Green is a broad group, encompassing everyone from June Cleaver (think the absolutely perfect homes of tv that are spotless) to your standard household with kids (some stuff is okay, I promise). The traits of a home in the green grouping are:
* All doors, stairways & windows are accessible
* Smoke detectors, plumbing, electrical, & HVAC are functioning
* There are only a small number of pets (within the local legal limits) and they are in a sanitary environment.
* No evidence of non-pet critters.
* All rooms are being used for intended purposes
* Appliances are functioning
Next up is Blue, which is generally considered to be cluttered, but not serious. Blue could maybe benefit with a little help from a professional organizer. Some warning signs for Blue are:
* One major exit is blocked
* Some clutter around exits, entrances, hallways & stairs
* One HVAC device has not been working for at least 1 season
* Smoke detector, some plumbing and some electrical may not be fully functioning.
* Pet odors and visible pet waste in the home.
* Some pest infestation
* Clutter restricting some functions in key living areas
* Some appliances not fully functioning
* Inconsistent housekeeping and maintenance
* Odors from dirty dishes, food prep surfaces & mildew
The next level up is Yellow, which is the lowest level of hoarding. Yellow could definitely benefit from some help from a professional organizer who specializes in hoarding. Yellow includes all of Blue and could include:
* Indoor items cluttering the outdoors
* Light structural damage occurring in the last 6 months
* More animals than legally allowed and inadequate sanitation (stagnant fish tank, bird droppings, etc.)
* Some insect infestation
* Audible evidence of pests (scratching sounds)
* At least one room not being used for it’s intended purpose (limited bed space or storage in the shower)

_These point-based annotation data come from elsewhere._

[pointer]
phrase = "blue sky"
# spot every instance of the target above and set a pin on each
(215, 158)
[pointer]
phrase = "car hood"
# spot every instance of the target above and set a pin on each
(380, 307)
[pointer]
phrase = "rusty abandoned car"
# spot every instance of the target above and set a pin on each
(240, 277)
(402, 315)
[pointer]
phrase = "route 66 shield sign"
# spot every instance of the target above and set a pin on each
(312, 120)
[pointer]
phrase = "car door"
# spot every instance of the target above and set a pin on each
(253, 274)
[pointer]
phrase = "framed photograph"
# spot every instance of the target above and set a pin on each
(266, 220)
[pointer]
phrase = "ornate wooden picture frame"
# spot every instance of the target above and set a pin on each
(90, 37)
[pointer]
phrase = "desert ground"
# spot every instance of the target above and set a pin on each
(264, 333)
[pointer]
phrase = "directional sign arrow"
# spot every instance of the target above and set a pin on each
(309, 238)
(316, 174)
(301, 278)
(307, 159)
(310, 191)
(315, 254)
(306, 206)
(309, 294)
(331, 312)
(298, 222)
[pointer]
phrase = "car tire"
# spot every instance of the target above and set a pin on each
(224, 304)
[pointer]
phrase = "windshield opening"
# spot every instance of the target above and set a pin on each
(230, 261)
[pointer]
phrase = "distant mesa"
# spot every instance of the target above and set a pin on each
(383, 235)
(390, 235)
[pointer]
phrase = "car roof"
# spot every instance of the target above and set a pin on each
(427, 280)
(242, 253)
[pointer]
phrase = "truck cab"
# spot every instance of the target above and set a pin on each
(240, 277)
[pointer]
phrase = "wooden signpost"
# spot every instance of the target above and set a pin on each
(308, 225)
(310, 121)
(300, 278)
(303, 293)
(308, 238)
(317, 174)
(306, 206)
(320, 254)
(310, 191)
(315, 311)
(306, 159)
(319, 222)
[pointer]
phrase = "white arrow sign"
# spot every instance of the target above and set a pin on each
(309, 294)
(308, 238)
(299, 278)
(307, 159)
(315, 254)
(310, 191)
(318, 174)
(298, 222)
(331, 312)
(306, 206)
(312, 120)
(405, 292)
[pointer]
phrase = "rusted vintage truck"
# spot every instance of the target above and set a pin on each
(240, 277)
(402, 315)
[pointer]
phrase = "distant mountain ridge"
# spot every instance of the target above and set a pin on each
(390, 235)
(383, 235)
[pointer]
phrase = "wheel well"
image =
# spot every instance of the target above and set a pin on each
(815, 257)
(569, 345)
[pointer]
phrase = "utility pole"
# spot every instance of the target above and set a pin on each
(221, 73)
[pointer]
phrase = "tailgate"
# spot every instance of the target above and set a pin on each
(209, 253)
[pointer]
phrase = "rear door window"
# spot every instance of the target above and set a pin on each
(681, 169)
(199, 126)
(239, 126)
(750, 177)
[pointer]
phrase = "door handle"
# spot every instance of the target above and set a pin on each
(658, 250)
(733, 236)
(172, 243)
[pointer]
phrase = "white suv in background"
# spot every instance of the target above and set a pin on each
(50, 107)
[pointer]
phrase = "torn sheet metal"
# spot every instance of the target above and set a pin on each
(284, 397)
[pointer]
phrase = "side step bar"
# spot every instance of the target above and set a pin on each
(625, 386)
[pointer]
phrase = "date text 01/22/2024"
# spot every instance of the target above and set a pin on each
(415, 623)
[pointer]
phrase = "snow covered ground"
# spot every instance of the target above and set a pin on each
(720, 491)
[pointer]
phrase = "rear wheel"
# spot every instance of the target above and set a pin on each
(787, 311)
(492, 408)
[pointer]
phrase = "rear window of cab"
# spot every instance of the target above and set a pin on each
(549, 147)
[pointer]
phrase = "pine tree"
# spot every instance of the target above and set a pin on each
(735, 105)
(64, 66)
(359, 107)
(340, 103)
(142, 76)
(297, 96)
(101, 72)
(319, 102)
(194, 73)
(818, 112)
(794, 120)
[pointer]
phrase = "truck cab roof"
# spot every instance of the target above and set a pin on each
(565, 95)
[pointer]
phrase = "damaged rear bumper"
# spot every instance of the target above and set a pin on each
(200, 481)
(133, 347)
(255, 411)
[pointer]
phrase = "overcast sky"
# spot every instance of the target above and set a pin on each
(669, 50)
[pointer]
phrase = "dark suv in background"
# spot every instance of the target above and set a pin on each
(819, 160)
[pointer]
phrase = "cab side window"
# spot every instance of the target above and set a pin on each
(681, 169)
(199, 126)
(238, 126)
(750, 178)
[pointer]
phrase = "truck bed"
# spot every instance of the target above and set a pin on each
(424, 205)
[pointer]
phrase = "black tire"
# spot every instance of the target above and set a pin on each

* Garbage cans not in use, full or overflowing
* Accumulated dust, dirt & debris
Still with me? The next level is Orange. Those in the orange level can probably benefit from a consultation with both a professional organizer specializing in hoarding as well as a mental health professional (remember, hoarding is not anything to be scared or ashamed of. It’s closely related to OCD). The orange group includes all of yellow, plus:
* HVAC not working for at least 1 year
* Structural damage that has existed longer than 6 months
* Water damaged floors, walls & foundations
* Broken windows and/or doors
* Sewage back up
* Diminished accessibility to living areas, exits, entrances, hallways & stairs
* Inappropriate storage of hazardous materials
* Appliances used inappropriately (refrigerator used for non-food items)
* Rotting food
* Dishes & utensils unusable
* Obvious mold or mildew, visible moisture or standing water
Okay, the last group is Red. This is usually what you see on the hoarding tv shows. This is where the hoarding starts producing serious consequences. People in Red definitely need some help from a professional organizer specializing in hoarding and a mental health professional. Sometimes, other people may need to be involved like social works. Red includes everything above as well as:
* Extreme indoor and outdoor clutter
* Animals are at risk and dangerous to people due to their behavior, their health or the numbers of them
* Heavy insect and critter infestations
* All rooms are not being used for their intended purposes
* Exits, entrances, hallways and stairs blocked
* Toilets, sinks and tubs not functioning
* Appliances are not usable
* Human waste is present
This is just an overview and in no way meant to be a full assessment. But I do hope that for a lot of you worried that you are hoarders, that it will give you some peace of mind. And for those of you dealing with hoarding in yourself or a loved one, I hope this helps to give some guidance.